Belmont High Students To Be Coding the Future

Coding is one of three new courses that could be placed in the curriculum for this coming school year.

Alexis Ohanian, the 30-year-old co-founder of the social news and entertainment website Reddit, was asked last week by interviewer Charlie Ross whether students entering college this coming fall "should learn (to write) code."

"Yes. Absolutely," said Ohanian, a University of Virginia history graduate who with his partner Steve Huffman wrote the code creating the website on laptops in a little apartment in Medford in 2005.

"If the Internet is this new frontier and … those of us who can build are building the earth in this new world … under our feet," he said. 

"So if you want to have power in this new world, it's learning how to code," said Ohanian. 

"A little bit of software goes a long way."

And if all goes to plan, Belmont High School upperclassmen will have the opportunity to help build that future world as the district's Science educators are proposing to introduce a full-year coding honors course into the curriculum beginning in September. 

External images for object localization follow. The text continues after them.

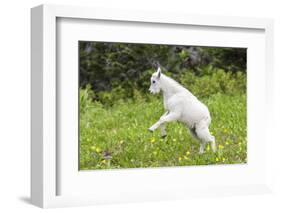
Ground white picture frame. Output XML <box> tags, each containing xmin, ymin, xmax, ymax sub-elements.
<box><xmin>31</xmin><ymin>4</ymin><xmax>274</xmax><ymax>208</ymax></box>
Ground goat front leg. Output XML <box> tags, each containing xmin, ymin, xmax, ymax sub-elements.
<box><xmin>159</xmin><ymin>123</ymin><xmax>167</xmax><ymax>138</ymax></box>
<box><xmin>148</xmin><ymin>111</ymin><xmax>169</xmax><ymax>133</ymax></box>
<box><xmin>148</xmin><ymin>112</ymin><xmax>179</xmax><ymax>132</ymax></box>
<box><xmin>159</xmin><ymin>112</ymin><xmax>168</xmax><ymax>137</ymax></box>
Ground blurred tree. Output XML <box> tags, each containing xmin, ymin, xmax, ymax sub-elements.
<box><xmin>79</xmin><ymin>41</ymin><xmax>246</xmax><ymax>98</ymax></box>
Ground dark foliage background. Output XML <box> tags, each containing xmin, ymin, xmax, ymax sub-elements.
<box><xmin>79</xmin><ymin>41</ymin><xmax>246</xmax><ymax>105</ymax></box>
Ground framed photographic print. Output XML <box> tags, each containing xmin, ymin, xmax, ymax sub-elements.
<box><xmin>31</xmin><ymin>4</ymin><xmax>274</xmax><ymax>208</ymax></box>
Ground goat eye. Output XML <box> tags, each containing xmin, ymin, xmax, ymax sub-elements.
<box><xmin>152</xmin><ymin>80</ymin><xmax>156</xmax><ymax>84</ymax></box>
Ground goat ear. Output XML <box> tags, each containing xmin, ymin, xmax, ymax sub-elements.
<box><xmin>157</xmin><ymin>67</ymin><xmax>161</xmax><ymax>79</ymax></box>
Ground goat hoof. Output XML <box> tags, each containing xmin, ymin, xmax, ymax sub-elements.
<box><xmin>161</xmin><ymin>134</ymin><xmax>167</xmax><ymax>139</ymax></box>
<box><xmin>199</xmin><ymin>149</ymin><xmax>204</xmax><ymax>154</ymax></box>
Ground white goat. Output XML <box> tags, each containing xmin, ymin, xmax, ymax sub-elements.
<box><xmin>148</xmin><ymin>67</ymin><xmax>216</xmax><ymax>154</ymax></box>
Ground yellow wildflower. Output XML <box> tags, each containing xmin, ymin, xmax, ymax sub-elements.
<box><xmin>150</xmin><ymin>138</ymin><xmax>155</xmax><ymax>143</ymax></box>
<box><xmin>219</xmin><ymin>145</ymin><xmax>224</xmax><ymax>149</ymax></box>
<box><xmin>101</xmin><ymin>160</ymin><xmax>106</xmax><ymax>164</ymax></box>
<box><xmin>173</xmin><ymin>138</ymin><xmax>177</xmax><ymax>142</ymax></box>
<box><xmin>95</xmin><ymin>147</ymin><xmax>101</xmax><ymax>153</ymax></box>
<box><xmin>225</xmin><ymin>141</ymin><xmax>229</xmax><ymax>145</ymax></box>
<box><xmin>178</xmin><ymin>157</ymin><xmax>182</xmax><ymax>162</ymax></box>
<box><xmin>119</xmin><ymin>140</ymin><xmax>124</xmax><ymax>144</ymax></box>
<box><xmin>215</xmin><ymin>157</ymin><xmax>219</xmax><ymax>162</ymax></box>
<box><xmin>186</xmin><ymin>151</ymin><xmax>190</xmax><ymax>156</ymax></box>
<box><xmin>184</xmin><ymin>156</ymin><xmax>188</xmax><ymax>160</ymax></box>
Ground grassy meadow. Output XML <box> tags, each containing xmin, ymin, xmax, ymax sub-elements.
<box><xmin>79</xmin><ymin>85</ymin><xmax>247</xmax><ymax>170</ymax></box>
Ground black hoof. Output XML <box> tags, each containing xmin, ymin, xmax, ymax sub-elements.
<box><xmin>161</xmin><ymin>135</ymin><xmax>167</xmax><ymax>139</ymax></box>
<box><xmin>148</xmin><ymin>128</ymin><xmax>153</xmax><ymax>132</ymax></box>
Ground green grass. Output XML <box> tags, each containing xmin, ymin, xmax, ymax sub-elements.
<box><xmin>79</xmin><ymin>93</ymin><xmax>247</xmax><ymax>170</ymax></box>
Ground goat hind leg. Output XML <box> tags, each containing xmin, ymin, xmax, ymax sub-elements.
<box><xmin>189</xmin><ymin>126</ymin><xmax>199</xmax><ymax>140</ymax></box>
<box><xmin>199</xmin><ymin>142</ymin><xmax>206</xmax><ymax>154</ymax></box>
<box><xmin>196</xmin><ymin>127</ymin><xmax>216</xmax><ymax>153</ymax></box>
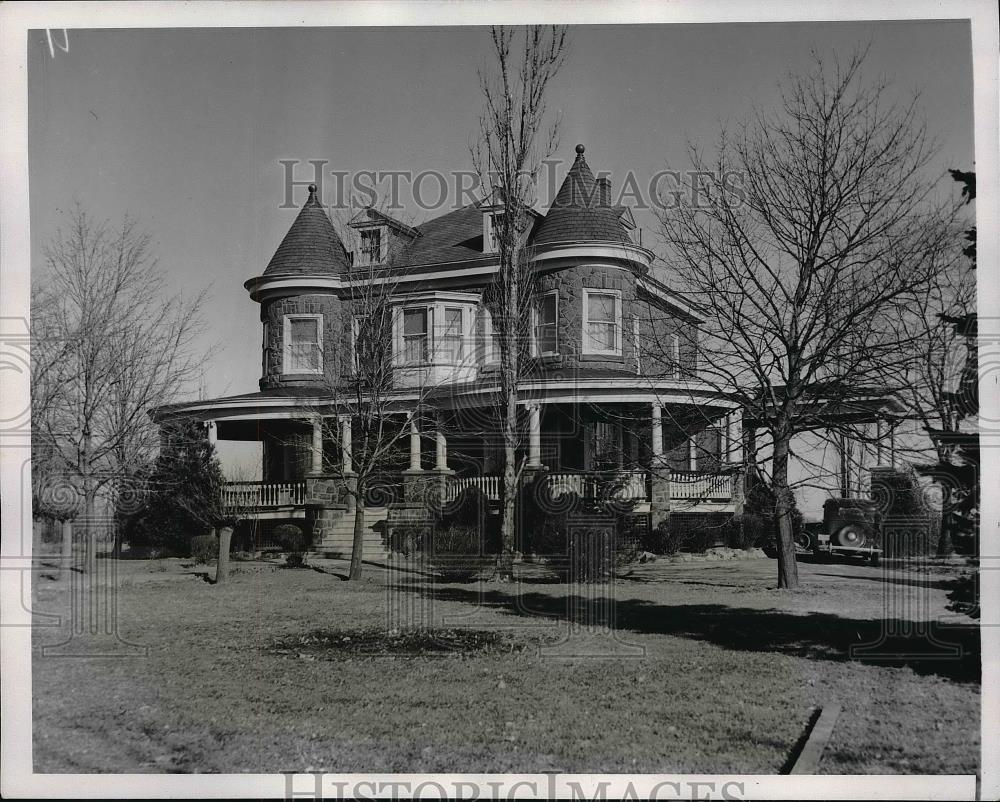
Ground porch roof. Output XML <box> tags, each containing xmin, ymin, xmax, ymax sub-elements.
<box><xmin>150</xmin><ymin>374</ymin><xmax>738</xmax><ymax>427</ymax></box>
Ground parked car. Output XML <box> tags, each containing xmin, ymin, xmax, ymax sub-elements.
<box><xmin>814</xmin><ymin>498</ymin><xmax>883</xmax><ymax>565</ymax></box>
<box><xmin>762</xmin><ymin>499</ymin><xmax>883</xmax><ymax>564</ymax></box>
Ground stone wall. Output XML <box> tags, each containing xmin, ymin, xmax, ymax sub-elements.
<box><xmin>534</xmin><ymin>263</ymin><xmax>698</xmax><ymax>378</ymax></box>
<box><xmin>260</xmin><ymin>293</ymin><xmax>343</xmax><ymax>390</ymax></box>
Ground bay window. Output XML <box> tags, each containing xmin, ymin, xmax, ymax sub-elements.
<box><xmin>402</xmin><ymin>308</ymin><xmax>429</xmax><ymax>365</ymax></box>
<box><xmin>440</xmin><ymin>307</ymin><xmax>464</xmax><ymax>362</ymax></box>
<box><xmin>283</xmin><ymin>314</ymin><xmax>323</xmax><ymax>374</ymax></box>
<box><xmin>583</xmin><ymin>289</ymin><xmax>622</xmax><ymax>355</ymax></box>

"We're at a time where computer programing and coding are moving out of the realm of  a very specific subset of jobs. It's now showing up in more creative professions," Deborah Darlington, Belmont Public School's director of science, told the Belmont School Committee recently which heard proposals for a fourth-year Chinese college prep class and a new course in Theater Arts. 

The course will be open to juniors and seniors with its focus on logical thinking and creativity in computer literacy as they learn to build programs, data manipulation and programming structures. 

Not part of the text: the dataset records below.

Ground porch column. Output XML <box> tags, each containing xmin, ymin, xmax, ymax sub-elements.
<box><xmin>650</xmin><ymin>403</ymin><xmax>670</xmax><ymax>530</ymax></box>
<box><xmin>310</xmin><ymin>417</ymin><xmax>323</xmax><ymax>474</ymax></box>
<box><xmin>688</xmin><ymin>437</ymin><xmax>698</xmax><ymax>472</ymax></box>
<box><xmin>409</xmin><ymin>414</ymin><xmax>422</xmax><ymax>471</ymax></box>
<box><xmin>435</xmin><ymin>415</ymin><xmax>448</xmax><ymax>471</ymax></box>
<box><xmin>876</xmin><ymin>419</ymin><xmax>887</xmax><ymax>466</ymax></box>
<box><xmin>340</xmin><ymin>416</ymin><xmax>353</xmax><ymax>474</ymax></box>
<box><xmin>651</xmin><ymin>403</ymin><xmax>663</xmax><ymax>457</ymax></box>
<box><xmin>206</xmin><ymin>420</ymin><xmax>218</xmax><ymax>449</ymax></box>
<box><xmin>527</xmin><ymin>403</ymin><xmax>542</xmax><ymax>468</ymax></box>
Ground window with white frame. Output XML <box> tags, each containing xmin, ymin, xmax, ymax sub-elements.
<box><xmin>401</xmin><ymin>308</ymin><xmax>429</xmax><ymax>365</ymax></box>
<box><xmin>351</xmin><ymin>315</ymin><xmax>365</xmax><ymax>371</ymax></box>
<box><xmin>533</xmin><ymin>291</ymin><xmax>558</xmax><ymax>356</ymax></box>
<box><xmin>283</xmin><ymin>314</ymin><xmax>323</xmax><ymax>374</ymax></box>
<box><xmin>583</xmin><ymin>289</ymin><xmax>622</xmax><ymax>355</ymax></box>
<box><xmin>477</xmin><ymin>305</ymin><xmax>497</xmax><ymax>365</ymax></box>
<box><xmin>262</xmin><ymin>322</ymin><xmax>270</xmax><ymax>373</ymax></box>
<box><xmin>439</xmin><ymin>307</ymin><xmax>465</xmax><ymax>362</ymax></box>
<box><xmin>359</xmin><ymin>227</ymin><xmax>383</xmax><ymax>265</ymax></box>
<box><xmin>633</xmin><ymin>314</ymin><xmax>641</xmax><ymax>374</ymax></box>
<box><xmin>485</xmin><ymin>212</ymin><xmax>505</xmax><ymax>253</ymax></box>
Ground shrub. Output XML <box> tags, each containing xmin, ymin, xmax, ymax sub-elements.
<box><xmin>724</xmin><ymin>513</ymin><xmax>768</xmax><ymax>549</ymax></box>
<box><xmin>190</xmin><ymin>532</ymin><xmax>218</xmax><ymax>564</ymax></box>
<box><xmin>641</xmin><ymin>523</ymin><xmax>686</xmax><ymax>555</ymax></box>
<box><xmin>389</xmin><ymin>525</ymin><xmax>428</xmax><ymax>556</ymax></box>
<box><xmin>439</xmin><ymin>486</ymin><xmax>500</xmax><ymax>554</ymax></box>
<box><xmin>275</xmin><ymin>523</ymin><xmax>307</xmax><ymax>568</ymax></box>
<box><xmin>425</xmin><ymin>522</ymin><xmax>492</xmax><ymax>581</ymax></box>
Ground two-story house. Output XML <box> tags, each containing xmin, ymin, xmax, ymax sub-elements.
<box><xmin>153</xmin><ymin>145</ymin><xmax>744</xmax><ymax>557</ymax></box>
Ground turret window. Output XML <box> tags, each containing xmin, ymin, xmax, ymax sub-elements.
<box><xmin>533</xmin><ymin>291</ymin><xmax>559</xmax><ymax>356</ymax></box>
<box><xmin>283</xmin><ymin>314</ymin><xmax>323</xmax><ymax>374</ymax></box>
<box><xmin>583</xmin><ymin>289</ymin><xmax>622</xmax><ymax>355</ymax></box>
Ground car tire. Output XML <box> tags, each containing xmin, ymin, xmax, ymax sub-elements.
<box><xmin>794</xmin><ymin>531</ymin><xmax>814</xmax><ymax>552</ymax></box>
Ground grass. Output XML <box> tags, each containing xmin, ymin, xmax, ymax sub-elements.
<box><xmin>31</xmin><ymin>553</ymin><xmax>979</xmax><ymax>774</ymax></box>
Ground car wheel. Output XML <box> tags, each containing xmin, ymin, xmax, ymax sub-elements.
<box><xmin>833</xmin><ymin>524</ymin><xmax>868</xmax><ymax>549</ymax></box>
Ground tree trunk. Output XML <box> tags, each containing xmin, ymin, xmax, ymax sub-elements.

Darlington said that interest in coding has existed for some time at the high school as "a group of highly-motivated students" have been teaching themselves how to write in computer languages. 

Yet the new course – which will replace the under enrolled design engineering class – is not for "those Mark Zuckerberg-type students that teach themselves programing," she said referring to the founder of Facebook. 

"We are looking at students who may not have considered this before," Darlington told the committee.

"Our goal for this class is exposure. While students may have this preconceived notion that this is all about computers and 'I can't do it,' actually it's really fun and something they can use if they are interest in arts or history or any course they take," she said.

The importance of understanding and learning to code is it requires many of the new 21st century skills students will need when they enter the world; "creativity, communication and collaboration are all developed here," she said.

And while students are not stopping her in the hallway asking for a coding course, "when asked if they are interested, they will say they are," Darlington told Belmont Patch after the meeting. 

That demand will only grow as Chenery Middle School seventh graders will be introduced to basic programing "and will be familiar with more of the concepts when they come to the High School," said Darlington.